Convert NSS code to use SEC_QuickDERDecodeItem

Assigned to


15 years ago
7 years ago


(Reporter: Julien Pierre, Assigned: Robert Relyea)


(Depends on: 1 bug)

Dependency tree / graph

Firefox Tracking Flags

(Not tracked)



(4 attachments, 2 obsolete attachments)



15 years ago
Wherever possible in NSS, DER decoding code should be converted to use this
function in place of SEC_ASN1DecodeItem. This will save memory and CPU. The
changes needed to do this are very minor :
1) the caller must keep the data in src
2) the caller must pass an arena to the decoder

Many places already comply with those requirements, and will only need a symbol
change. Places that don't need arena or free the input will need more extensive

This bug is a placeholder which is expected to receive a lot of small patches in
various areas of NSS to implement the same change accross the board.

Comment 1

15 years ago
Created attachment 95523 [details] [diff] [review]
Large patch to replace SEC_ASN1DecodeItem calls with SEC_QuickDERDecodeItem on "lib" directories

Comment 2

15 years ago
I have attached a fairly large patch that replaces the calls to
SEC_ASN1DecodeItem with calls to SEC_QuickDERDecodeItem.

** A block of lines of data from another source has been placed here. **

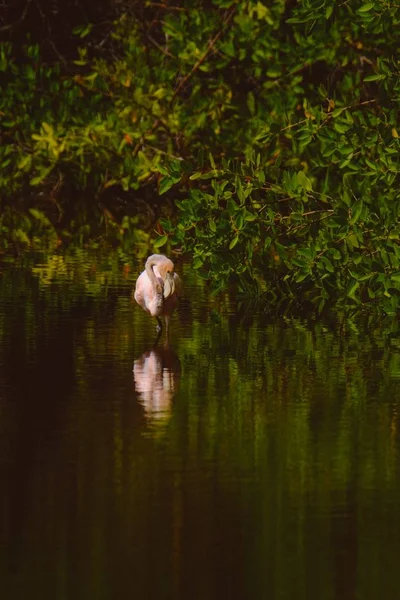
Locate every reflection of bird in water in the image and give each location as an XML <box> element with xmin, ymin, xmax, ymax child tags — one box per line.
<box><xmin>135</xmin><ymin>254</ymin><xmax>182</xmax><ymax>335</ymax></box>
<box><xmin>133</xmin><ymin>345</ymin><xmax>181</xmax><ymax>417</ymax></box>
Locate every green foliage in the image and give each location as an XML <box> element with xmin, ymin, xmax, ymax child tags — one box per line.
<box><xmin>0</xmin><ymin>0</ymin><xmax>400</xmax><ymax>313</ymax></box>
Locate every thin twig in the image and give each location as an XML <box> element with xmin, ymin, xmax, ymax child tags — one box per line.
<box><xmin>172</xmin><ymin>6</ymin><xmax>236</xmax><ymax>101</ymax></box>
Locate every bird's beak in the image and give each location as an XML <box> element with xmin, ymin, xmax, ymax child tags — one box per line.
<box><xmin>163</xmin><ymin>273</ymin><xmax>175</xmax><ymax>300</ymax></box>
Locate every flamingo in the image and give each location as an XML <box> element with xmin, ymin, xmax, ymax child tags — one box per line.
<box><xmin>135</xmin><ymin>254</ymin><xmax>182</xmax><ymax>335</ymax></box>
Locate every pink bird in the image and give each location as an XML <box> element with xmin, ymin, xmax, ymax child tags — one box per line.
<box><xmin>135</xmin><ymin>254</ymin><xmax>182</xmax><ymax>335</ymax></box>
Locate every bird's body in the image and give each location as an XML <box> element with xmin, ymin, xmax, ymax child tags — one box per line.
<box><xmin>135</xmin><ymin>254</ymin><xmax>182</xmax><ymax>332</ymax></box>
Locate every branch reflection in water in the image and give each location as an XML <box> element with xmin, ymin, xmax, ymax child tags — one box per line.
<box><xmin>133</xmin><ymin>336</ymin><xmax>181</xmax><ymax>419</ymax></box>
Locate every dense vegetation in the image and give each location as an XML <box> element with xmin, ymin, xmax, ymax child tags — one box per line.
<box><xmin>0</xmin><ymin>0</ymin><xmax>400</xmax><ymax>313</ymax></box>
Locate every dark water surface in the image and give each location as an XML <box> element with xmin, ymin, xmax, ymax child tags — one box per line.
<box><xmin>0</xmin><ymin>257</ymin><xmax>400</xmax><ymax>600</ymax></box>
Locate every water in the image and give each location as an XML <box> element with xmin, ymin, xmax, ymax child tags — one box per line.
<box><xmin>0</xmin><ymin>255</ymin><xmax>400</xmax><ymax>600</ymax></box>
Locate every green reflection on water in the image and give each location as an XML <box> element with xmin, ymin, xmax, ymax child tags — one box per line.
<box><xmin>0</xmin><ymin>254</ymin><xmax>400</xmax><ymax>599</ymax></box>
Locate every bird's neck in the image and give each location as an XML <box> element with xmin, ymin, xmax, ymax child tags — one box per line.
<box><xmin>145</xmin><ymin>261</ymin><xmax>162</xmax><ymax>294</ymax></box>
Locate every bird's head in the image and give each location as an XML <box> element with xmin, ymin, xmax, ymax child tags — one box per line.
<box><xmin>147</xmin><ymin>254</ymin><xmax>175</xmax><ymax>300</ymax></box>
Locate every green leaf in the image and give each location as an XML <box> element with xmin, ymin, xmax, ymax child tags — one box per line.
<box><xmin>208</xmin><ymin>219</ymin><xmax>217</xmax><ymax>233</ymax></box>
<box><xmin>346</xmin><ymin>279</ymin><xmax>360</xmax><ymax>298</ymax></box>
<box><xmin>364</xmin><ymin>73</ymin><xmax>386</xmax><ymax>81</ymax></box>
<box><xmin>192</xmin><ymin>256</ymin><xmax>204</xmax><ymax>269</ymax></box>
<box><xmin>229</xmin><ymin>235</ymin><xmax>239</xmax><ymax>250</ymax></box>
<box><xmin>158</xmin><ymin>176</ymin><xmax>177</xmax><ymax>196</ymax></box>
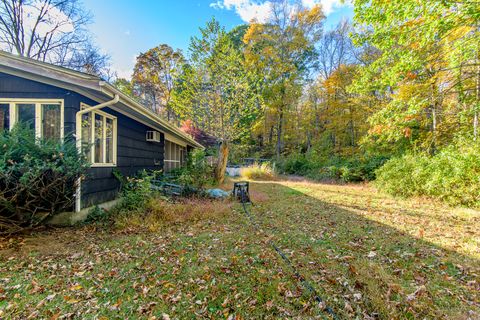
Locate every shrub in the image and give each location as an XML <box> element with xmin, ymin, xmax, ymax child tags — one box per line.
<box><xmin>171</xmin><ymin>149</ymin><xmax>214</xmax><ymax>189</ymax></box>
<box><xmin>376</xmin><ymin>142</ymin><xmax>480</xmax><ymax>206</ymax></box>
<box><xmin>278</xmin><ymin>154</ymin><xmax>387</xmax><ymax>182</ymax></box>
<box><xmin>277</xmin><ymin>153</ymin><xmax>316</xmax><ymax>175</ymax></box>
<box><xmin>115</xmin><ymin>196</ymin><xmax>232</xmax><ymax>231</ymax></box>
<box><xmin>0</xmin><ymin>125</ymin><xmax>88</xmax><ymax>231</ymax></box>
<box><xmin>240</xmin><ymin>162</ymin><xmax>275</xmax><ymax>180</ymax></box>
<box><xmin>114</xmin><ymin>170</ymin><xmax>156</xmax><ymax>211</ymax></box>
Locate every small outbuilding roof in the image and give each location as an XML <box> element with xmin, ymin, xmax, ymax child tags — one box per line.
<box><xmin>0</xmin><ymin>51</ymin><xmax>203</xmax><ymax>148</ymax></box>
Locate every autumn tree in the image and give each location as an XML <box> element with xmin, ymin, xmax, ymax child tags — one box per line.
<box><xmin>354</xmin><ymin>0</ymin><xmax>480</xmax><ymax>153</ymax></box>
<box><xmin>132</xmin><ymin>44</ymin><xmax>185</xmax><ymax>121</ymax></box>
<box><xmin>174</xmin><ymin>19</ymin><xmax>258</xmax><ymax>182</ymax></box>
<box><xmin>244</xmin><ymin>0</ymin><xmax>324</xmax><ymax>158</ymax></box>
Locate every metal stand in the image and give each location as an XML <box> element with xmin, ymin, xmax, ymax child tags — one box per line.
<box><xmin>232</xmin><ymin>181</ymin><xmax>251</xmax><ymax>203</ymax></box>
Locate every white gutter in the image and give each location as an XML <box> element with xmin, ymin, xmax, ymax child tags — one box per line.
<box><xmin>75</xmin><ymin>94</ymin><xmax>120</xmax><ymax>212</ymax></box>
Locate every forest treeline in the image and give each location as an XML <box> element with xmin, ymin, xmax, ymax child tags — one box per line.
<box><xmin>116</xmin><ymin>0</ymin><xmax>480</xmax><ymax>205</ymax></box>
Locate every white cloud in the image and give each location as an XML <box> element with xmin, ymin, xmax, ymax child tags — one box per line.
<box><xmin>210</xmin><ymin>0</ymin><xmax>272</xmax><ymax>23</ymax></box>
<box><xmin>210</xmin><ymin>0</ymin><xmax>351</xmax><ymax>22</ymax></box>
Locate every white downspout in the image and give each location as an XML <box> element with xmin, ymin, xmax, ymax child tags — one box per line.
<box><xmin>75</xmin><ymin>94</ymin><xmax>120</xmax><ymax>212</ymax></box>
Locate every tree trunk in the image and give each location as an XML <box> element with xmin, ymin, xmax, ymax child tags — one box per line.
<box><xmin>473</xmin><ymin>63</ymin><xmax>480</xmax><ymax>141</ymax></box>
<box><xmin>276</xmin><ymin>106</ymin><xmax>283</xmax><ymax>159</ymax></box>
<box><xmin>215</xmin><ymin>141</ymin><xmax>229</xmax><ymax>184</ymax></box>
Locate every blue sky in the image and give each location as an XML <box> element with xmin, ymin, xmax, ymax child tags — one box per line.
<box><xmin>84</xmin><ymin>0</ymin><xmax>353</xmax><ymax>77</ymax></box>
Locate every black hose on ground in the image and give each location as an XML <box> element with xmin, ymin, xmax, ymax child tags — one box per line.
<box><xmin>239</xmin><ymin>188</ymin><xmax>338</xmax><ymax>320</ymax></box>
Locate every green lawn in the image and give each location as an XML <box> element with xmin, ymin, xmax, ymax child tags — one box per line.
<box><xmin>0</xmin><ymin>181</ymin><xmax>480</xmax><ymax>319</ymax></box>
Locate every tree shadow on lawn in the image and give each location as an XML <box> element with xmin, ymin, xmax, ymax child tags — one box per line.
<box><xmin>251</xmin><ymin>181</ymin><xmax>480</xmax><ymax>319</ymax></box>
<box><xmin>0</xmin><ymin>181</ymin><xmax>480</xmax><ymax>319</ymax></box>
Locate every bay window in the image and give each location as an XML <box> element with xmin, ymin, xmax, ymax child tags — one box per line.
<box><xmin>164</xmin><ymin>140</ymin><xmax>186</xmax><ymax>172</ymax></box>
<box><xmin>80</xmin><ymin>105</ymin><xmax>117</xmax><ymax>166</ymax></box>
<box><xmin>0</xmin><ymin>99</ymin><xmax>64</xmax><ymax>139</ymax></box>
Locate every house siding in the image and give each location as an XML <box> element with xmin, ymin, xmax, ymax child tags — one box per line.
<box><xmin>0</xmin><ymin>73</ymin><xmax>165</xmax><ymax>208</ymax></box>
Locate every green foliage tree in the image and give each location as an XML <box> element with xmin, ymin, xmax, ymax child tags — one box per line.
<box><xmin>174</xmin><ymin>19</ymin><xmax>258</xmax><ymax>182</ymax></box>
<box><xmin>244</xmin><ymin>0</ymin><xmax>324</xmax><ymax>158</ymax></box>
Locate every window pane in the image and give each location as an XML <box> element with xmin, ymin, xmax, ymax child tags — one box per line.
<box><xmin>17</xmin><ymin>103</ymin><xmax>35</xmax><ymax>130</ymax></box>
<box><xmin>81</xmin><ymin>113</ymin><xmax>93</xmax><ymax>162</ymax></box>
<box><xmin>105</xmin><ymin>118</ymin><xmax>113</xmax><ymax>163</ymax></box>
<box><xmin>94</xmin><ymin>114</ymin><xmax>104</xmax><ymax>163</ymax></box>
<box><xmin>0</xmin><ymin>104</ymin><xmax>10</xmax><ymax>131</ymax></box>
<box><xmin>42</xmin><ymin>104</ymin><xmax>61</xmax><ymax>139</ymax></box>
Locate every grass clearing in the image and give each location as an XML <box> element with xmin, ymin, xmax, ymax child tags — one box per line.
<box><xmin>0</xmin><ymin>180</ymin><xmax>480</xmax><ymax>319</ymax></box>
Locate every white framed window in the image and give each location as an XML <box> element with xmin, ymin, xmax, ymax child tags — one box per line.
<box><xmin>0</xmin><ymin>98</ymin><xmax>64</xmax><ymax>139</ymax></box>
<box><xmin>80</xmin><ymin>103</ymin><xmax>117</xmax><ymax>167</ymax></box>
<box><xmin>163</xmin><ymin>140</ymin><xmax>186</xmax><ymax>172</ymax></box>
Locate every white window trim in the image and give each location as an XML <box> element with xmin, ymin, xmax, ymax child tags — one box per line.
<box><xmin>0</xmin><ymin>98</ymin><xmax>65</xmax><ymax>140</ymax></box>
<box><xmin>77</xmin><ymin>102</ymin><xmax>117</xmax><ymax>168</ymax></box>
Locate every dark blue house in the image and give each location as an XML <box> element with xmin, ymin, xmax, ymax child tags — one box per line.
<box><xmin>0</xmin><ymin>51</ymin><xmax>202</xmax><ymax>211</ymax></box>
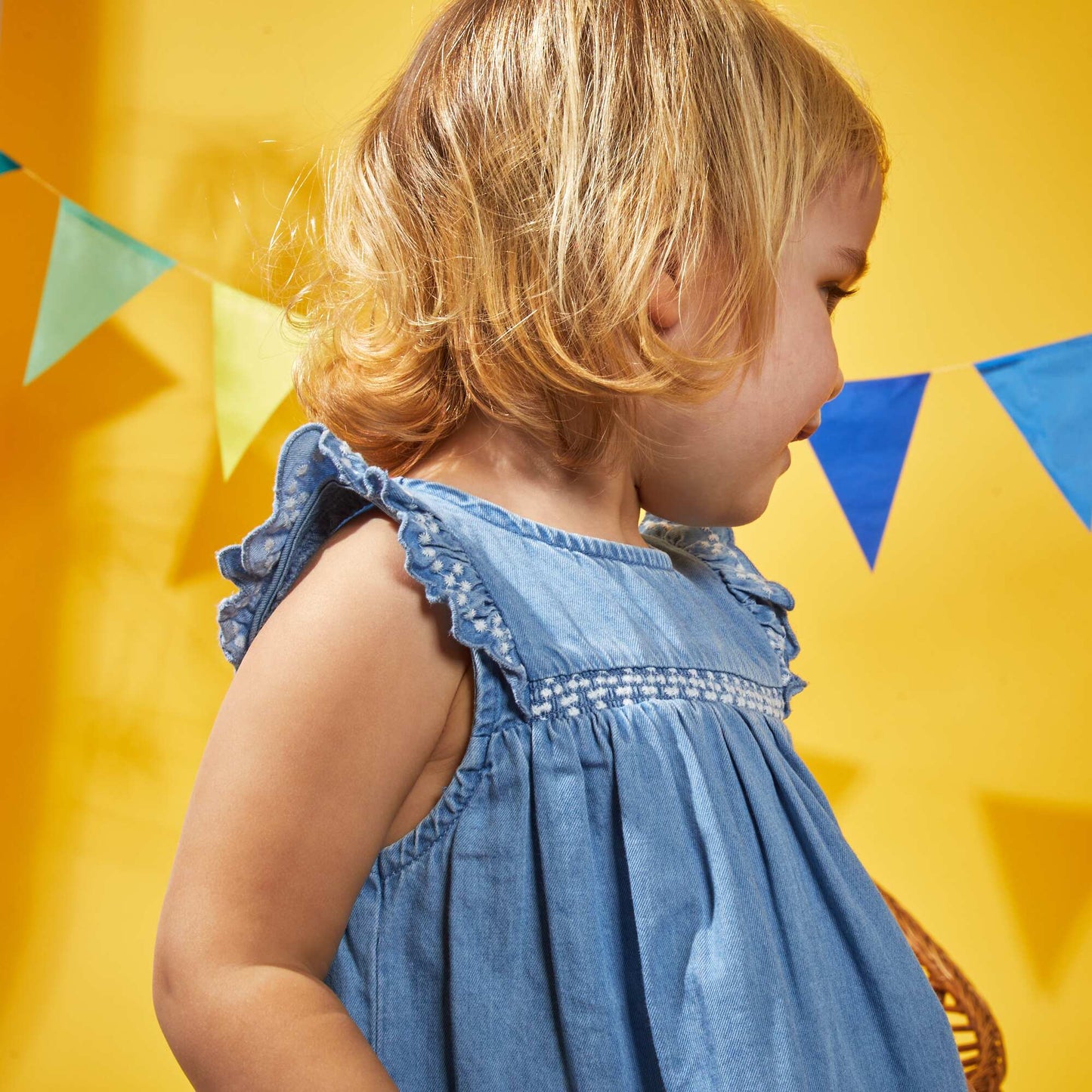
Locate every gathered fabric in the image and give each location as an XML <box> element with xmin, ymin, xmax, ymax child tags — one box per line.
<box><xmin>216</xmin><ymin>422</ymin><xmax>967</xmax><ymax>1092</ymax></box>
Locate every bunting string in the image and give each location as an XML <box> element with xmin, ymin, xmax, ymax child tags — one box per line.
<box><xmin>0</xmin><ymin>145</ymin><xmax>1092</xmax><ymax>569</ymax></box>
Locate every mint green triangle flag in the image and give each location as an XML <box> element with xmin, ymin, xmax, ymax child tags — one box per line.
<box><xmin>212</xmin><ymin>280</ymin><xmax>300</xmax><ymax>481</ymax></box>
<box><xmin>23</xmin><ymin>196</ymin><xmax>175</xmax><ymax>387</ymax></box>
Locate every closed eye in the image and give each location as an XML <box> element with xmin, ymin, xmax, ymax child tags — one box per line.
<box><xmin>824</xmin><ymin>284</ymin><xmax>861</xmax><ymax>314</ymax></box>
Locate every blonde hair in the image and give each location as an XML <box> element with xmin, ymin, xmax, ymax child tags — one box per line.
<box><xmin>271</xmin><ymin>0</ymin><xmax>890</xmax><ymax>473</ymax></box>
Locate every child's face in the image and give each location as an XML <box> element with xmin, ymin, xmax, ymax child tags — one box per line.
<box><xmin>636</xmin><ymin>158</ymin><xmax>883</xmax><ymax>526</ymax></box>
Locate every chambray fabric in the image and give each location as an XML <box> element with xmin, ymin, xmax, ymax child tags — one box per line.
<box><xmin>216</xmin><ymin>422</ymin><xmax>967</xmax><ymax>1092</ymax></box>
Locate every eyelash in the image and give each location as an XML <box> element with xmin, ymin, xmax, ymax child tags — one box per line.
<box><xmin>824</xmin><ymin>284</ymin><xmax>861</xmax><ymax>314</ymax></box>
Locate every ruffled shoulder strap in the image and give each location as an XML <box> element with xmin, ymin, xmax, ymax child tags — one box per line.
<box><xmin>216</xmin><ymin>422</ymin><xmax>531</xmax><ymax>719</ymax></box>
<box><xmin>640</xmin><ymin>513</ymin><xmax>808</xmax><ymax>716</ymax></box>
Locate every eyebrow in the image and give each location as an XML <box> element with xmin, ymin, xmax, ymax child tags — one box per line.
<box><xmin>834</xmin><ymin>247</ymin><xmax>869</xmax><ymax>284</ymax></box>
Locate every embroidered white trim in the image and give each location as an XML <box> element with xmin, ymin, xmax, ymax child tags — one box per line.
<box><xmin>531</xmin><ymin>667</ymin><xmax>784</xmax><ymax>717</ymax></box>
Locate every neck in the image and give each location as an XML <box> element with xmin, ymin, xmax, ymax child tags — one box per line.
<box><xmin>405</xmin><ymin>410</ymin><xmax>648</xmax><ymax>548</ymax></box>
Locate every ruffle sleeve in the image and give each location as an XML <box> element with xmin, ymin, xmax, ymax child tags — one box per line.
<box><xmin>215</xmin><ymin>422</ymin><xmax>531</xmax><ymax>719</ymax></box>
<box><xmin>640</xmin><ymin>513</ymin><xmax>808</xmax><ymax>716</ymax></box>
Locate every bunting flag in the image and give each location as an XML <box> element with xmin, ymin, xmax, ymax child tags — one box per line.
<box><xmin>0</xmin><ymin>152</ymin><xmax>1092</xmax><ymax>569</ymax></box>
<box><xmin>809</xmin><ymin>371</ymin><xmax>930</xmax><ymax>569</ymax></box>
<box><xmin>975</xmin><ymin>334</ymin><xmax>1092</xmax><ymax>530</ymax></box>
<box><xmin>23</xmin><ymin>196</ymin><xmax>175</xmax><ymax>387</ymax></box>
<box><xmin>212</xmin><ymin>283</ymin><xmax>299</xmax><ymax>481</ymax></box>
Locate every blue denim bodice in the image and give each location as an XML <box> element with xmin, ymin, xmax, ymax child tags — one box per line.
<box><xmin>216</xmin><ymin>422</ymin><xmax>967</xmax><ymax>1092</ymax></box>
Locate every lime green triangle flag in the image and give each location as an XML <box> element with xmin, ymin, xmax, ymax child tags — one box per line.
<box><xmin>212</xmin><ymin>282</ymin><xmax>299</xmax><ymax>481</ymax></box>
<box><xmin>23</xmin><ymin>196</ymin><xmax>175</xmax><ymax>387</ymax></box>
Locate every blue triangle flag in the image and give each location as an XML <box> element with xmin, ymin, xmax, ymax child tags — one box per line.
<box><xmin>978</xmin><ymin>334</ymin><xmax>1092</xmax><ymax>530</ymax></box>
<box><xmin>23</xmin><ymin>196</ymin><xmax>175</xmax><ymax>387</ymax></box>
<box><xmin>809</xmin><ymin>371</ymin><xmax>930</xmax><ymax>569</ymax></box>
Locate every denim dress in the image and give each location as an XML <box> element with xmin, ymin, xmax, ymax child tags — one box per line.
<box><xmin>216</xmin><ymin>422</ymin><xmax>967</xmax><ymax>1092</ymax></box>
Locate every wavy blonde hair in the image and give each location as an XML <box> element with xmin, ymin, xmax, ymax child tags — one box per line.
<box><xmin>274</xmin><ymin>0</ymin><xmax>890</xmax><ymax>474</ymax></box>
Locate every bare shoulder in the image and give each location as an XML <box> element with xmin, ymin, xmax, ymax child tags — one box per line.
<box><xmin>156</xmin><ymin>509</ymin><xmax>471</xmax><ymax>995</ymax></box>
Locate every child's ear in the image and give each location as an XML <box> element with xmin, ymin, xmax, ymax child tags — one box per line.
<box><xmin>648</xmin><ymin>266</ymin><xmax>679</xmax><ymax>329</ymax></box>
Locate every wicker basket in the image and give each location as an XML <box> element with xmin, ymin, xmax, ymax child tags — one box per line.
<box><xmin>874</xmin><ymin>881</ymin><xmax>1006</xmax><ymax>1092</ymax></box>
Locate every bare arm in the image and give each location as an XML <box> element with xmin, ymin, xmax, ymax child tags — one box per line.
<box><xmin>153</xmin><ymin>510</ymin><xmax>469</xmax><ymax>1092</ymax></box>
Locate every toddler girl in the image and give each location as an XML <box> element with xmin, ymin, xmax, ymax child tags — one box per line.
<box><xmin>155</xmin><ymin>0</ymin><xmax>967</xmax><ymax>1092</ymax></box>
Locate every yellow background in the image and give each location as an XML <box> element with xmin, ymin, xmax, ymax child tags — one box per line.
<box><xmin>0</xmin><ymin>0</ymin><xmax>1092</xmax><ymax>1092</ymax></box>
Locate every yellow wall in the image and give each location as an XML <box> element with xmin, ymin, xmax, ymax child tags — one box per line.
<box><xmin>0</xmin><ymin>0</ymin><xmax>1092</xmax><ymax>1092</ymax></box>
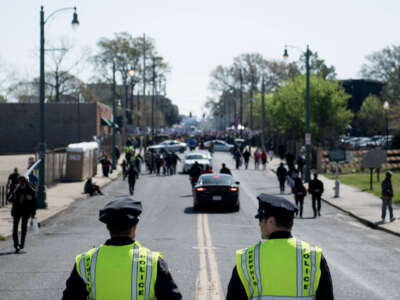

I primarily went after the instances of SEC_ASN1DecodeItem that already used an
arena, since these calls can be directly replaced with calls to the new decoder.
The hard part was determining in which places BER may be expected instead of
DER, so as not to patch these calls. The one that gave me trouble was the P12
code, as some calls are not just under pkcs12 but also in the softoken and
pk11wrap. This is what the review should focus on - make sure I didn't patch any
places that shouldn't be because they can accept BER.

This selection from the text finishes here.